Ever try using a sheet of paper to force yourself to slow down while reading a book? You use the sheet of paper to cover the unread portion of the page (aside from the current line, obviously) to prevent your eyes from skimming ahead.
I remember seeing kids with reading problems doing this in grade school.
Much to my chagrin (and amusement!) I now find it very useful for myself. Prevents me from reading so quickly that I absorb nothing.
I used to be like that.
Then I started to cover the lines I had already read with a sliding sheet of paper. That immediately increased my concentration and reading speed since I didn't get lost in the page as often as before.
Everyone reads differently and looks for different things in a reading experience (if you couldn't already tell by the comments). I remember once when I was in elementary school, a teacher suggested to kids that were having trouble focusing or who were losing their place that they should use a piece of paper to obscure everything below the line they were reading and slide it down the page as they went. For reading on a screen, reflowing and resizable text can helped greatly with focus and "losing place" problems (I love Readability), but the "scroll line" concept you've got here has the potential to maybe go a bit further.

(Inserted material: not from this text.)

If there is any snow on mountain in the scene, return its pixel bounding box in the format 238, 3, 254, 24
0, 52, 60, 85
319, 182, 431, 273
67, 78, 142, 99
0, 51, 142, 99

I think that if you blanked out everything below the scroll line, or everything below a good-sized margin of it (so as to preserve some of the text from the previous "page", to enable a bit of bouncing back and forth), you'd have a pretty good, functional recreation of that, and some people might find it pretty useful.
This is the one tip that I often see and can actually understand/agree would work.
I've just not been able to do it though. I think I've managed bursts of it when skimming something super quickly - which as OP mentions is not how I enjoy reading.
One approach that I learned was to use your fingers to underline the current line that you're reading, going at a "normal" speed when you're tired and then trying to "drag" your eyesight along when you want to push yourself.
The reason given is that it prevents you from accidentally rereading a line or skipping over one or changing lines midsentence.
This seems like one of those gimmicky approaches, and I remember being sold on this approach rather than being entirely convinced. Have you seen this before?
When I read a text that is either an unfamiliar topic or otherwise difficult I write it down by hand, word for word, into a spiral notebook as I read through it. I find that really helps to prevent me from skipping over passages without first understanding them.
I find the extraneous load helpful as it forces my attention. But this only works in cases when I can control the pace, such as when reading (as opposed to listening.)
If I am learning something new then I find it helpful to copy down on paper what I read out of the book, word for word, as I read it. That slows down my reading and prevents me from spacing out.
Yes! Very true. I found that I get distracted easily when reading, stopping at an unfamiliar term/concept, looking it up, possibly taking notes, annnddd then not really getting back to what I was reading.
Now, I read differently, where I _read to finish_; I try to minimize the time-to-big-picture.
Ive found reading with a pen or pencil to be helpful. I also sometimes prematurely seek out an answer to some piece of text that’s expounded on a few lines later. So my recipe now is, open book (or whatever), write the date and time, read the table of contents, read through and annotate, write questions and answers in the margins, and get to the other cover quickly; each time I pick up the text I read over something I previously noted (in fifo order). These second passes are slow, the first pass continues at the same speed.
I sometimes do it when fast-reading through something and click on some sections (single or multiple words) which got my attention. And then I read on.
It helps me to keep things in my short-term memory or to actually extend my short-term memory.
Have you tried picking a page or two and reading them a few times a day every day? When learning to read sheet music you do this, and as your brain begins to remember and anticipate what comes next your eyes get used to moving quicker. Just a thought, as I don't have issues with reading text, but might be worth trying.
Seems like this article makes quite a leap from the study results to their suggestion that everyone reads paper books. Study results:
1. People reading on a screen are more likely to skim
2. Skimming reduces comprehension of the material
3. Reading on paper correlates with better reconstruction of plot
It seems like 1 and 2 taken together are as good an explanation as any for 3. Given that, I feel like it would be at least worth an experiment to see if making a conscious effort to avoid skimming would be just as effective as switching to reading on paper. If so, I think that would be a cheaper and easier solution to the issue.
I remember seeing kids with reading problems doing this in grade school.
Much to my chagrin (and amusement!) I now find it very useful for myself. Prevents me from reading so quickly that I absorb nothing.